What hath become o' her? Go to! Sure thou knowest that? Well, well, 'tis a tale to make a play of. I've often thought, had Master Shakespeare known of 't, how he would 'a' fashioned it into a jolly play. Tell thee of 't? What! art in earnest? By the mass, then, thou must drink again. Come, fill up ; fill up. What there! a cup o' the amber drink for Master Turnip!

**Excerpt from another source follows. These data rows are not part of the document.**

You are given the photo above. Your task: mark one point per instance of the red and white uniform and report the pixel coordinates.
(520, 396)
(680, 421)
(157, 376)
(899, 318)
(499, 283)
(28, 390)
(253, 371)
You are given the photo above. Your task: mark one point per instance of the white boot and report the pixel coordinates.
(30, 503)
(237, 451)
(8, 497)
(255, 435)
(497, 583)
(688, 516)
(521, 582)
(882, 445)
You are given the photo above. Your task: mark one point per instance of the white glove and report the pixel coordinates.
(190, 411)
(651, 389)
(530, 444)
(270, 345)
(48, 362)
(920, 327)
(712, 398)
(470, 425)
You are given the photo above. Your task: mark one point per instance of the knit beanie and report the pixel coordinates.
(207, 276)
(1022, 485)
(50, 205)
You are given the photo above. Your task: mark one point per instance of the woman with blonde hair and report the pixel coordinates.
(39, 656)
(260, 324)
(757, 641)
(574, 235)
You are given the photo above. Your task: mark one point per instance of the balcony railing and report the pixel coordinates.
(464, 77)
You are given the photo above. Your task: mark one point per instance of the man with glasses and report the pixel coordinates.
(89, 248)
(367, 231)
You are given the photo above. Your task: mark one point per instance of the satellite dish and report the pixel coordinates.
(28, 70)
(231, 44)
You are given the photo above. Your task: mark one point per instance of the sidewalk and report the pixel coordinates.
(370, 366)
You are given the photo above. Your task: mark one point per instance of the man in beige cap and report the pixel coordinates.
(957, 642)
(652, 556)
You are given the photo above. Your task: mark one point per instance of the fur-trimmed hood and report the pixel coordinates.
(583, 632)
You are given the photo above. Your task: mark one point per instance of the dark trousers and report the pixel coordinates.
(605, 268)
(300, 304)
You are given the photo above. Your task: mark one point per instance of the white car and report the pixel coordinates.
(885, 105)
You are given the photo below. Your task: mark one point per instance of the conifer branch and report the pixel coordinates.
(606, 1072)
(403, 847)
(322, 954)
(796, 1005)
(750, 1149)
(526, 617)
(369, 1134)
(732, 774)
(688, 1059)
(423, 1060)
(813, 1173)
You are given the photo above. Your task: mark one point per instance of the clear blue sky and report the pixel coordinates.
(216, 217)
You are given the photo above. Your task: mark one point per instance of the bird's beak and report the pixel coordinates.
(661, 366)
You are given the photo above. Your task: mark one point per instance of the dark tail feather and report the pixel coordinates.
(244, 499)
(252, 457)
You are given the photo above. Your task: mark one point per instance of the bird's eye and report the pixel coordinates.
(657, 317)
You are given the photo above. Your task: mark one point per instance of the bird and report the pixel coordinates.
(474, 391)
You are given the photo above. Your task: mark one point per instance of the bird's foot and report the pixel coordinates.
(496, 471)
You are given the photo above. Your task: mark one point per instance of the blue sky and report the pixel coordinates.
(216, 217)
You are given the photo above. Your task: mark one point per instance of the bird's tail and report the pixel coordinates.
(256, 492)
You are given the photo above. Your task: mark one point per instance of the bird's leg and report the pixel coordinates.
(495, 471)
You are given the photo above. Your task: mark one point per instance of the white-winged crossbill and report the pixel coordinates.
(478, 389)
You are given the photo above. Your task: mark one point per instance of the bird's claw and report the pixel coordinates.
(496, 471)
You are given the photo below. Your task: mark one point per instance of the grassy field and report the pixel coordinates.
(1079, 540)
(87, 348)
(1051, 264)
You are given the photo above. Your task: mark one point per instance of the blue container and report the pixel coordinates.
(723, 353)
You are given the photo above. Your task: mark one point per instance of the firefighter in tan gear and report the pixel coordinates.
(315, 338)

Let me see: how old was th' lass when thou didst set forth on thy jauntings? Some two years, methinks. And she was fourteen on the first day o' March i' that year wherein she did sauce old Butter with some o's own wit for gibing at her for a tomboy. O' my word, man, th' old fellow was not far i' th' wrong. If e'er th' angel o' life did make an error i' th' distributing o' souls, 'twas on the night Keren was brought into this world. And a say that with a cause, moreover. For th' same night, mark you, one Mistress Mouldy, over the way, was brought to bed o' a man-child. That's neither here nor there. Herein doth lie the singularity. That child did grow up to knit stockings i' th' door-way like any wench: Peter Mouldy's th' name, and a plays a part i' th' story I'm about to relate to thee. Ne'er in all thy travels hast thou e'er seen so crack-brain a wench as my Keren! Lord! it set thy head to swimming did she but enter a room. She had no more stability o' motion than a merry-go-round; and she was that brown, a bun looked pale i' th' comparison when she did lift it to her mouth to eat it. A strapping jade, and strong as any lad o' her age i' th' village. In her seeming she took neither after her mother nor after me; though she was a comely wench as wenches go,—hair as black as a January night in stormy weather, and eyes as big and as bright and as yellow (o' my word)—as yellow as two crown pieces! They looked out from under her thick eyebrows like sunlight peeping from a heavy cloud. And she was made like a lad for suppleness. Taller than her mother by head and shoulders, and within a full inch o' my forelock. By'r laykin! how she could sing, too! She would troll thee a ditty i' th' voice o' a six-foot stripling, but, for a' that, as sweet as bells far away on a still noon in summer-tide. And she was always getting hold o' saucy songs and putting them to tunes o' her own invention. A could 'a' had aye the lads i' th' village, had a wanted 'em ; but, Lord! a had one sweetheart one day, and another the next, till they were one and all for murdering or marrying her. But she would none o' 'em. 'Twas one summer's day, her mother being gone to th' village, that she did set about to brew some sack; and as she did stand by the big pot while it cooled, to see that naught fell into 't, up comes Master Peter Mouldy.